Submitted by Assigned_Reviewer_1
Q1: Comments to author(s). First provide a summary of the paper, and then address the following criteria: Quality, clarity, originality and significance. (For detailed reviewing guidelines, see http://nips.cc/PaperInformation/ReviewerInstructions)
The paper proposes a mechanism for explaining Bayesian inference
and network plasticity in the brain using an algorithm very similar to Stochastic Gradient Langevin Dynamics.
Clarity: The paper is well written. Even though my background is machine learning and not neuroscience, I was able to follow most of the paper.
Originality: The mechanism itself is well studied in the machine learning literature where it is called Stochastic Gradient Langevin Dynamics (SGLD) (see Ref[1] and analysis in Ref[2]).

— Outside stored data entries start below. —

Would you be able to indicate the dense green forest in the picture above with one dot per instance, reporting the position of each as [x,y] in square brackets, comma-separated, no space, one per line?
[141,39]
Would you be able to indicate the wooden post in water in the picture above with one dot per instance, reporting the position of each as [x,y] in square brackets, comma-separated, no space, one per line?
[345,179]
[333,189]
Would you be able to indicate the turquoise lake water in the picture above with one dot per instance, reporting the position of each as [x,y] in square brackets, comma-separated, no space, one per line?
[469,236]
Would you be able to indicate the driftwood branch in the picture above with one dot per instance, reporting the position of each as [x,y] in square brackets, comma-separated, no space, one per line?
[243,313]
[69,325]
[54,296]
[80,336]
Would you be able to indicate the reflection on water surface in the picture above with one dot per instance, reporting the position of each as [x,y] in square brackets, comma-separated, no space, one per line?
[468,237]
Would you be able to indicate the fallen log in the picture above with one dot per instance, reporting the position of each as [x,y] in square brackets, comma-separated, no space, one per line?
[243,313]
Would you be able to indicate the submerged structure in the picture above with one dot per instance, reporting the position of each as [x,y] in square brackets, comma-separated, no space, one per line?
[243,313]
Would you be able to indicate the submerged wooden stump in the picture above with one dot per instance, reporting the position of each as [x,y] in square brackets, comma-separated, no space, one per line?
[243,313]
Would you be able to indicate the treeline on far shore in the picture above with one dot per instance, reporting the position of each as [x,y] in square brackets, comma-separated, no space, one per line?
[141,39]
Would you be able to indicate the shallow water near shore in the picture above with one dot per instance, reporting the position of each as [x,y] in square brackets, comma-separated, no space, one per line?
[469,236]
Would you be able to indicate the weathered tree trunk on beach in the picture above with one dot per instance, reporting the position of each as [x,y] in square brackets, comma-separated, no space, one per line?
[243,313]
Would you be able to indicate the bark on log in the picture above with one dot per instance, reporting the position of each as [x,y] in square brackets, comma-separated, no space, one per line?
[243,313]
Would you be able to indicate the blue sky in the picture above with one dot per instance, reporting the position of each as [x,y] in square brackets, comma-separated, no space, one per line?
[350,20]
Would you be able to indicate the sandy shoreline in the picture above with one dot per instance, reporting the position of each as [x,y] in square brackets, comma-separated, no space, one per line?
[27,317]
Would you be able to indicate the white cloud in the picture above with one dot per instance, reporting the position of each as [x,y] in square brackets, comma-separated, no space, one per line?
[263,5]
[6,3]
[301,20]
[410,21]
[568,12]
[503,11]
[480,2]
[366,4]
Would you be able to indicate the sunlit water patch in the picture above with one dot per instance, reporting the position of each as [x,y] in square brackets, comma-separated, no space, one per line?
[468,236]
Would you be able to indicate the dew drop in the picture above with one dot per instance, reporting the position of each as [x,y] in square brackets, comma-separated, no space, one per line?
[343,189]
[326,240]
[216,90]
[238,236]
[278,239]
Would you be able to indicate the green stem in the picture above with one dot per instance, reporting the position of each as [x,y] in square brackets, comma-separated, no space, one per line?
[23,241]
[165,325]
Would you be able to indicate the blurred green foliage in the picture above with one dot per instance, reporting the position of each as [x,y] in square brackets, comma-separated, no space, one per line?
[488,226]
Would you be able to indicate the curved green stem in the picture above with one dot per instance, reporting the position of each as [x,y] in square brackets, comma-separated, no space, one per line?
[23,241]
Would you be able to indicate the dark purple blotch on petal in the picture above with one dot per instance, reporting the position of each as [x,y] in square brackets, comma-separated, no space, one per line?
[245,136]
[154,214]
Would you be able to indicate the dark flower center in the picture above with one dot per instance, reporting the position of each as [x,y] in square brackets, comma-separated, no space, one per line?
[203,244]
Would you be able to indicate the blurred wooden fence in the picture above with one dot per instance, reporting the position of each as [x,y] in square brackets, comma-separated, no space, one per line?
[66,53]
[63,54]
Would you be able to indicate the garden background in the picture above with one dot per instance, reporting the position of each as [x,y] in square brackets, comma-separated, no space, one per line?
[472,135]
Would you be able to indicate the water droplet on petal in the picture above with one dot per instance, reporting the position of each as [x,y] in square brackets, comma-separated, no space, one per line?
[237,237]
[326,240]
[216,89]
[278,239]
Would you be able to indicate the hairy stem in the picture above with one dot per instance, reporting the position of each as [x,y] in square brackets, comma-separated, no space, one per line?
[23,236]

This is also well known in physics where it is usually called the Langevin equation with noisy force (see e.g. section 5.3.'Noisy inexact algorithms' of Ref[3]and references therein). The difference seems to be that the step size (b(\theta) in Eqn. 2) is usually constant in existing work. Also, SGLD has been used only for posterior inference over weights, not for learning the network structure and rewiring.
Significance: Although the proposed mechanism is well known in ML and physics, the paper could be very interesting to the neuroscience community. Both network plasticity and whether the brain does Bayesian inference are important questions, and this seems like a plausible explanation worth investigating more. I would suggest to rewrite the paper so that the mechanism itself is presented as existing work in ML, and focus more on how this is realized in biological neural networks.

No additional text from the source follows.